Not to pop anyone's balloon, but if history of Arizona voter turnout shows us anything, it's that every midterm takes on a life of its own. A healthy midterm for voter participation doesn't guarantee voter vitality going forward. Every harvest is different and last year's crop means little to next season's seeds.

For example, Arizona's record 65.12 percent turnout in midterm 1982 fell back to 55.68 percent in the following midterm, 1986. There was no consistent growth. The 60.47 percent midterm turnout in 2006 was followed by a 55.65 percent yield in midterm 2010.

What will midterm 2022 look like?

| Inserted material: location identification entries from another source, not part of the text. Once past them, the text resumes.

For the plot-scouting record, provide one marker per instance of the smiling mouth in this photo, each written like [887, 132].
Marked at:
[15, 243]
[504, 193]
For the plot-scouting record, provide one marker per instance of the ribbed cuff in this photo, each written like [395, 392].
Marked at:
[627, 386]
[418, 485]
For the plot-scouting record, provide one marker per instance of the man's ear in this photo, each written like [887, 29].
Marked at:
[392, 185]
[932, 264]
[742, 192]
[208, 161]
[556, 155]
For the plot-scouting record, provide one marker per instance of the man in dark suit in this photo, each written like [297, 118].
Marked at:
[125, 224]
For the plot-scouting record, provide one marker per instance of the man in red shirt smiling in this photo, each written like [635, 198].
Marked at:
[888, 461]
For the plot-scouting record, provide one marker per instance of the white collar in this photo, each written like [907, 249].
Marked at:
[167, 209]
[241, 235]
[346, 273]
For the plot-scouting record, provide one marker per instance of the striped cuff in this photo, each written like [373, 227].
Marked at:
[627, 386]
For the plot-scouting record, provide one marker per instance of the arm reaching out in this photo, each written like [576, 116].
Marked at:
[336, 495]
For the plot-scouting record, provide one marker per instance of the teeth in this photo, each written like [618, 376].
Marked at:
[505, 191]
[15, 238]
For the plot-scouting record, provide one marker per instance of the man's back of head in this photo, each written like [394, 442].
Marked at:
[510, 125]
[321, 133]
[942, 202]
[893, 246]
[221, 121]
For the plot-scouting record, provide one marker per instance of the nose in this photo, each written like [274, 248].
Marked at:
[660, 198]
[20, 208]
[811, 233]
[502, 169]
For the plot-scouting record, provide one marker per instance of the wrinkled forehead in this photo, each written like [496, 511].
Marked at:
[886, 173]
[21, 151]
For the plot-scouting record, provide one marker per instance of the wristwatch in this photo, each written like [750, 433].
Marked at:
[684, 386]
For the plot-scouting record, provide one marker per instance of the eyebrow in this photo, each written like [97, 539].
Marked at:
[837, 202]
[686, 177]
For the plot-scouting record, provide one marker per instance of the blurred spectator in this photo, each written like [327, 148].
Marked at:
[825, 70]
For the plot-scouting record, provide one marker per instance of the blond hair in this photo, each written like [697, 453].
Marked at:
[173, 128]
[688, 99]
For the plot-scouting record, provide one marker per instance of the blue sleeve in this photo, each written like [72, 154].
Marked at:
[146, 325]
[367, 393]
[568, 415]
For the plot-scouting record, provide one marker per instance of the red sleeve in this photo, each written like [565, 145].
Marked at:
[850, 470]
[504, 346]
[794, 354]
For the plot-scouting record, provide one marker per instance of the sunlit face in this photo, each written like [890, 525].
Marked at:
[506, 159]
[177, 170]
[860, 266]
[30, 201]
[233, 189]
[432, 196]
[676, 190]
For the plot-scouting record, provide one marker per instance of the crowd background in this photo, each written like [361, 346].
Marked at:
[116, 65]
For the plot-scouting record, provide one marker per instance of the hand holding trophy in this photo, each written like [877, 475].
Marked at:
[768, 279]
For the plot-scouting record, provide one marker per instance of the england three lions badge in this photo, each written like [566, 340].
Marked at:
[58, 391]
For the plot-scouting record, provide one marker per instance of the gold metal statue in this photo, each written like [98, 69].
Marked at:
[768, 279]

Can we build on the momentum?

Midterms are the most difficult elections to predict, given their wide swing in recent years - from 45.82 percent in 1998, to a near-record 65.12 percent in midterm 2018. Sometimes a big midterm portends a big presidential election cycle two years later, and sometimes not.

We'll see in the 2020 election whether the "blue wave" has crested. In this case, hindsight will be 2020, at least for a single election cycle, until the next midterm.

But really, what's particularly troublesome about getting giddy over Arizona's "historic mid-term" is our fixation on the 2.4 million voter turnout among registered voters. That's a big number. However, lack of participation by potential and eligible voters - those U.S. citizens age 18 or older - is more than that total, even though they are essential to our representative de-mocracy.

These nonvoters are often young (this mean you, millennials) and poor, perhaps never having finished high school nor going to college, and likely people of color (especially Latino). There are many reasons why people don't vote, as the report points out.

Regardless, it is estimated that less than half (48 percent) of otherwise eligible voters (both registered and non-registered) cast a ballot in Arizona's 2018 midterm election. National voter turnout figures are similar.

So, is having less than half of citizens exercising their right to vote a reason to celebrate? Or, in a representative democracy, is it reason to be concerned?

When do we sound the alarm for Arizona's voter crisis as we did for the opioid crisis? Is it when non-participation hits 55 percent or 60 percent? Maybe 65 percent or even 70 percent?

Pick a number, because we are a state and nation divided in half - between those who vote and are a part of our democratic government, and those who don't and aren't. As a society, we cannot operate at full potential when we're only at half capacity, any more than if half of our workforce failed to show up tomorrow … and the next day, and the day after that for the fore-seeable future.

I often say, "Voters don't determine elections, nonvoters do." Until that statement cannot be reasonably argued because voter participation overwhelmingly says otherwise, Arizona's voter crisis continues and, I'm sorry to say, despite the record October rains, so does the drought.